Yes, Your Grace

Yes, Your Grace is one of those games where you sit in a throne room choosing option X, Y, or Z in response to petitioners, with the goal being to keep various resources above the negative. Unlike Ur-example Reigns, which seems more like a prototype for the concept than an actual game, Yes, Your Grace has a plot about assorted royal intrigues and all of the petitioners have specific stories rather than just being generic “oh, no, bandits!” (although one of the specific stories is “oh, no, bandits!”). You’re being invaded by a bandit who held you up thirteen years ago and demanded your first-born daughter’s hand in marriage in exchange for letting you go, and since then this random bandit has found his way into a barbarian army and is invading the kingdom. Hilarity ensues.

In addition to the petitioners having unique dialogue and stories instead of just a randomly shuffled deck of problems, the game also has a map that you can dispatch royal agents on (specifically a general, witch, and hunter) and you can invite nobles and fellow kings to come visit you, causing them to show up in the petitioner queue in the next turn. These are both really good additions.

Unfortunately, there’s also a paper-thin mass combat system and some adventure game bullshit, which are really bad additions. The mass combat system is ultimately just a bunch of set dressing around a question of whether or not you’ve stockpiled enough resources to win. The two battles in the game are pivotal moments, so having them last longer than just “we did indeed pay for enough improvements to win” is a good idea. It’s a video game, so having that longer battle sequence be driven by player decisions instead of just playing out with no interactivity is also a good idea. The problem is that, with only two battles, the game doesn’t really have time to establish any real mechanics for the battles, which means you basically just guess what the right decision to make it whenever you’re asked to send a unit into battle. That, in turn, means there’s basically two kinds of decisions: The blindingly obvious, and the totally arbitrary.

I think there’s only two real solutions to this problem: Drastically overhaul the game to make the combats less important to its plot, then reduce the combats to “did you prepare enough resources y/n” and get them out of the way very quickly, or revise the combat system completely so that it’s a real system and not just a series of “pick X, Y, or Z” questions with no consistency to which might be the correct answer. That’s not to say that a series of “pick X, Y, or Z” can’t be the primary mechanic, just that, like the rest of the game, those questions need to be part of a system you can understand rather than trying to guess what the developer is hinting at. The simplest example would be to have three troop types in a rock-paper-scissors relationship, you can see what troops the enemy still has in reserve, and you have to pick a troop type to deploy next in hopes of guessing one that beats what your enemy has picked. I’m not going to go into another twelve paragraphs of detail, but you’d also want to add further complications like deploying an initial frontline versus keeping troops in reserve and having your agents able to modify the outcome and so forth. Pure RPS would also just be guesswork, but you can use it as a foundation for a system where you can make informed choices about what your enemy is most likely to do next and how you can counter that.

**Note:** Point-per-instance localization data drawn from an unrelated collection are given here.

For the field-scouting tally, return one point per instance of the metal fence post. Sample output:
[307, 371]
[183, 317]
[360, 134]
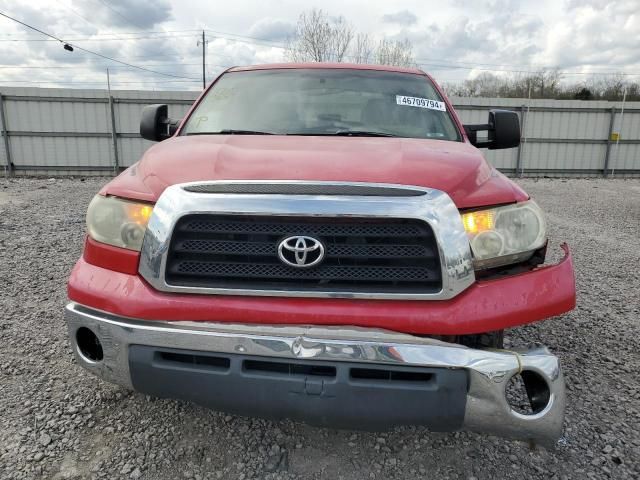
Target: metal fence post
[523, 116]
[114, 136]
[8, 169]
[607, 154]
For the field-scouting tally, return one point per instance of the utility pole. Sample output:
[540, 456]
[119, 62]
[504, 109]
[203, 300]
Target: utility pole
[203, 42]
[114, 133]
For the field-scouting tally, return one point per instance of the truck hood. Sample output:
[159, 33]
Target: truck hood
[454, 167]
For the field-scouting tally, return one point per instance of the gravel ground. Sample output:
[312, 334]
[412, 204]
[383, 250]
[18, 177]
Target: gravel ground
[57, 421]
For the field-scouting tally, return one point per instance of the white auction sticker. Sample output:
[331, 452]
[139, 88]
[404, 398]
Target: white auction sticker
[421, 102]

But this would require a whole lot of extra development time and resources, and I never feel good about proposing a solution to a problem in a game that requires more resources than the game as it is. The majority of games can be improved with more time and money poured into them, but those things are finite.

The adventure game bullshit, though, that could’ve and should’ve just been left out completely. You can get up off of your throne and go talk to other characters around the castle, which is a good way of delivering the story without having your daughter queue up with petitioners to have an argument over marriage right in front of the royal court. This system of walking around talking to people also gets used for a couple of “use needle on flagstone” style adventure game puzzles, though, and they’re abysmal. The best you can say for them is that at least they’re fairly straightforward and they make up a small fragment of the overall game, but the game would be better off not having them at all.